I acquired mine back in 1992. The focus for my degree was on how technology could assist in education. Back then, I owned a Macintosh LC. It had a 15 MHz CPU, 2 whole MB (that's MB, not GB) RAM, and a 40 MB (not GB) hard drive.
How relevant do you think that degree would be for today's educational needs? Yeah. The only thing that piece of paper shows is that I was able to read a lot of papers about other people's thinking on education, and generate my own thinking in another paper. I don't know how many people ever read my field project write up, outside my advisor and perhaps the other two educators who were on my field project committee. I don't think any of them would remember it.
It did have the effect of turning my head around 180 degrees about the uses of technology in education. I went in thinking I would be studying how to write some outstanding software in education, and I wanted to do that. I came out the other end certain that couldn't be done, no matter how wonderful the technology. I have yet to be proven wrong. Computers and software do not teach. Distance learning is for a very few people. Computers and technology are tools in the hands of good educators, they are no substitute for a good educator.
That was a fair bit of funds down the tube to show it couldn't be done. I don't mind spending money to eliminate possibilities, but this degree did not give me a marketable skill.
Education is like that. From the undergraduate to the doctorate level, we study the latest fads in education, educational theory, current problems in education, current trends in education. We can tell you about Bloom's Taxonomy, multiple intelligences, group learning and grading, cycles of learning, direct instruction, the Platonic model, internalizing education, authentic assessment, standardized assessment, diversity, minority education, ESL, theory about teaching reading via phonics, whole word, and whole language, John Dewey, Montessori, Piaget, Vigotsky, etc. etc.
My degree was in 1992. If you've worked on one since then, and recognize almost none of these topics, then I have made my case. Education as a field of study has no body of knowledge that is its foundation.

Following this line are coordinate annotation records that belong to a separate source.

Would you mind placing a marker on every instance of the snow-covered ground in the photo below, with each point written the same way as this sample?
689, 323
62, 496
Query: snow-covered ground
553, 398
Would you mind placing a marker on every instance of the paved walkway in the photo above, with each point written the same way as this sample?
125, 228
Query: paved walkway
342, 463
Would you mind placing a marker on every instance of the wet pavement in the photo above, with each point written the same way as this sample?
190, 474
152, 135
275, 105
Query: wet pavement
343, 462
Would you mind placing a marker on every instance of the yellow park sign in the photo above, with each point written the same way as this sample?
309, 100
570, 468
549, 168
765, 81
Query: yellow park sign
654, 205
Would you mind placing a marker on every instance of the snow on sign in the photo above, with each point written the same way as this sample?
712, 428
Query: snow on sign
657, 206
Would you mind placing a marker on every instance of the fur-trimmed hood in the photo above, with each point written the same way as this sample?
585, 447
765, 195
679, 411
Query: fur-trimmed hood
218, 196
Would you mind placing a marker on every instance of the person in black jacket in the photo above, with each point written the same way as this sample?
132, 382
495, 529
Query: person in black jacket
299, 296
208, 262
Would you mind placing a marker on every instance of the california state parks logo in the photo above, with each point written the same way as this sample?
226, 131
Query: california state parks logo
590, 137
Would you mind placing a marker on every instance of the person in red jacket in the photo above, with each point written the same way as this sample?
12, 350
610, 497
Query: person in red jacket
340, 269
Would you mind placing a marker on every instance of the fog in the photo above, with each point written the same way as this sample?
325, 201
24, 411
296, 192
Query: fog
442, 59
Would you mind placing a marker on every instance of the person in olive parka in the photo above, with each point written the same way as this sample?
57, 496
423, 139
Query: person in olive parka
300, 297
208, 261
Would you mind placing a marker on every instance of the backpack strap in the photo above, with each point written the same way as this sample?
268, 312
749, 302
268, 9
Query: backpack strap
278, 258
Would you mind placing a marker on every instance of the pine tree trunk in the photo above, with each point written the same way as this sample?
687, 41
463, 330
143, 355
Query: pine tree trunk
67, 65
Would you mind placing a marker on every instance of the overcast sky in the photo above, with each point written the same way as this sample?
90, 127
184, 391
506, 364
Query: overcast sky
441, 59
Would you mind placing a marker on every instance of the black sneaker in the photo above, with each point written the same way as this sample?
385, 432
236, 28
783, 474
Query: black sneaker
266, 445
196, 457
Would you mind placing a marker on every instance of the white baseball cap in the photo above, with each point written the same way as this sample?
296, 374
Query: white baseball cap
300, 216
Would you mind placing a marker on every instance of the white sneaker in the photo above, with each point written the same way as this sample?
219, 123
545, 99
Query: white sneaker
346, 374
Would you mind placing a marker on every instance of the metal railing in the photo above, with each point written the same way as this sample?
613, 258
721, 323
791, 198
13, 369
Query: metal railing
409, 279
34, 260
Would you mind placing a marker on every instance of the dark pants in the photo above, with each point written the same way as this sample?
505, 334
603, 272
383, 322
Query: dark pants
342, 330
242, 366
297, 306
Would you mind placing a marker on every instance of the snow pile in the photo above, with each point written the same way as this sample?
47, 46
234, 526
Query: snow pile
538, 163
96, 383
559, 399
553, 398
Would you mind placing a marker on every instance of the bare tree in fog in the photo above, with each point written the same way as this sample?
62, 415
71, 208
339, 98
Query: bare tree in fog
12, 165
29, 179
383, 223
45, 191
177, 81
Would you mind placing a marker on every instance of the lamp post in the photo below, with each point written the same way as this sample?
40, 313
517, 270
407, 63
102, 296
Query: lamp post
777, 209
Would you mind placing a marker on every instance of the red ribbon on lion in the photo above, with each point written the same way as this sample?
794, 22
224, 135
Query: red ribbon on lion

You won't have a marketable skill in any field outside of education. Your Master's degree in education may not even be any good at the local community college, because they are more and more requiring that degree to be in the field that you are teaching. I'm grandfathered in. For now. That may change.
So if you need a Master's degree, get something in a real field, like a foreign language, or literature, or engineering or biology or math. You'll have more to teach when you return to the classroom, rather than some squishy theories about how we learn and some techniques to control crowds of students.